Combining people power with world-class manufacturing techniques is proving to be a winning formula for the UK site. Plant manager Alan Little says: "Our success here is based on our ability to integrate physical and people assets to achieve operational excellence."
While the group's overriding philosophy is to manufacture in local markets, some products are awarded to plants which can offer the most cost-effective production. "It's healthy competition and we all learn from each other," says Little. Nacco's other European factories are located in the Netherlands and Italy, with sites further afield including the US, China, Mexico and Brazil. Craigavon has won and lost business to other group facilities, but Little confirms his site has won the contract for a new product to be built during 2011.
The Craigavon site was built in 1981 and for many years produced only internal combustion engine trucks. When production ceased last year at Nacco's Irvine, Scotland, facility, Craigavon took over electric truck production for the EMEA markets and its portfolio now ranges from 1.6 tonne to 5.5 tonne IC engine trucks, plus 1.5 tonne to 3.5 tonne electric models.

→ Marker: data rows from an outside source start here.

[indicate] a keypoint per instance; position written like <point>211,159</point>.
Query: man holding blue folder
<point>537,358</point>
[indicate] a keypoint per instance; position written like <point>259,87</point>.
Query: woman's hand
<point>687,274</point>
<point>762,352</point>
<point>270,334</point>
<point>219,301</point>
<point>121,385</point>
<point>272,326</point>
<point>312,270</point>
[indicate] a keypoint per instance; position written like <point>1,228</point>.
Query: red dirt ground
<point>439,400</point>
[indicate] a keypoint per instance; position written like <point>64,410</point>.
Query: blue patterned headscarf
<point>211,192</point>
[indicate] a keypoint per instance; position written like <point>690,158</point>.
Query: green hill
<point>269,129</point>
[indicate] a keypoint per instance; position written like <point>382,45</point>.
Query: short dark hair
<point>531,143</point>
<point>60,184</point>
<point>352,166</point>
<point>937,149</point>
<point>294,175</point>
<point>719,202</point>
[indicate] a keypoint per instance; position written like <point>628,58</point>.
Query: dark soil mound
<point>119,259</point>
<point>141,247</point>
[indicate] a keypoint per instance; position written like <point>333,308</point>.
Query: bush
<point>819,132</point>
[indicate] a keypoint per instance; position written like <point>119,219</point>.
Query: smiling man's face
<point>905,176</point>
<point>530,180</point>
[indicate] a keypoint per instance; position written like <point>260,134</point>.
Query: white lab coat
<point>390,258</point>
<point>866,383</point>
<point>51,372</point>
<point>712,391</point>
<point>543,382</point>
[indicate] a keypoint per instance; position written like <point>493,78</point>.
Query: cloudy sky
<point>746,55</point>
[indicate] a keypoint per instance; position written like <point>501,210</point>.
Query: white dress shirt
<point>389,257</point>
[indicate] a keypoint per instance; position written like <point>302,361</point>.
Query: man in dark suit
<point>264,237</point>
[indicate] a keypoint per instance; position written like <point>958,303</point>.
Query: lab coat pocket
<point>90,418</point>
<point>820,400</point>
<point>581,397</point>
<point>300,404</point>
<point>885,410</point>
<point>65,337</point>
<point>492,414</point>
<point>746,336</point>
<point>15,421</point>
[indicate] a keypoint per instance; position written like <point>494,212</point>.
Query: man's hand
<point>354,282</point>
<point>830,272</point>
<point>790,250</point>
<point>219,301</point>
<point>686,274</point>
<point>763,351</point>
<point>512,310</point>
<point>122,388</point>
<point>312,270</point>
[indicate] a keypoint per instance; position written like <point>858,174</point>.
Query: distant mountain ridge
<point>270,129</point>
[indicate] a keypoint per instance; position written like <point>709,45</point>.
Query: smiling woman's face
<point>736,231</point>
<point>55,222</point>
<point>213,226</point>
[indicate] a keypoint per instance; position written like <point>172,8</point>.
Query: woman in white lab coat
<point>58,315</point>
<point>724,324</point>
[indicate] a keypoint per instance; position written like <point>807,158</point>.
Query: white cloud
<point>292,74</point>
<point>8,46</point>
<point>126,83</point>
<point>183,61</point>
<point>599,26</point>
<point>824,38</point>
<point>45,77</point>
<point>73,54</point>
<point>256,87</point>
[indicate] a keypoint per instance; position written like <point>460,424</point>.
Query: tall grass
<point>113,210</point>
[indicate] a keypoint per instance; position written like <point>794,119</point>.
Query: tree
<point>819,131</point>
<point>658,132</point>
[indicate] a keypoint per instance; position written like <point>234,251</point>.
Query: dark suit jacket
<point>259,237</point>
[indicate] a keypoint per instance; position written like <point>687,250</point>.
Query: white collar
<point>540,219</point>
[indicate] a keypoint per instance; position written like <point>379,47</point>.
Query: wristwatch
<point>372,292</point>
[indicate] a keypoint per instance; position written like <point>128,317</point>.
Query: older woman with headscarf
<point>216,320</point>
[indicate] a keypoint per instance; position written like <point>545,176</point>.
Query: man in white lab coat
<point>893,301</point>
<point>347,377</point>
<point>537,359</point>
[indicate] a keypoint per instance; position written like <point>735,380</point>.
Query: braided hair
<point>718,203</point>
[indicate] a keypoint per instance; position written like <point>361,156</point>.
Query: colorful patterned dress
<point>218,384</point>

The site employs 500, with two shifts for manufacturing and one shift for assembly. Operations reduced to a four-day week last year, to cope with the extreme downturn in the truck market, but have since returned to five days. The entire workforce also took a temporary pay cut and Little says he is "enormously proud" of how people reacted during difficult times.
Success stems, he says, from self-managed work teams – "the more we can delegate authority to the shopfloor, the more successful we are" – and there is a strong training culture. Typically, 60% of employees are engaged in development programmes at any given time. Financial support from the business varies: at Level 1, the company gives full financial backing, while at Level 4, the training is funded but the learning takes place out of working hours.
When the site first opened, it took 10 days to build one truck – this now takes just four days. The factory employs demand flow technology sequenced production, a technique attributed to the US-based John Costanza Institute. Craigavon was originally designed to build 25 trucks per day, and that capacity has quadrupled. "By the end of this year, we will have produced 350,000 trucks here," Little confirms.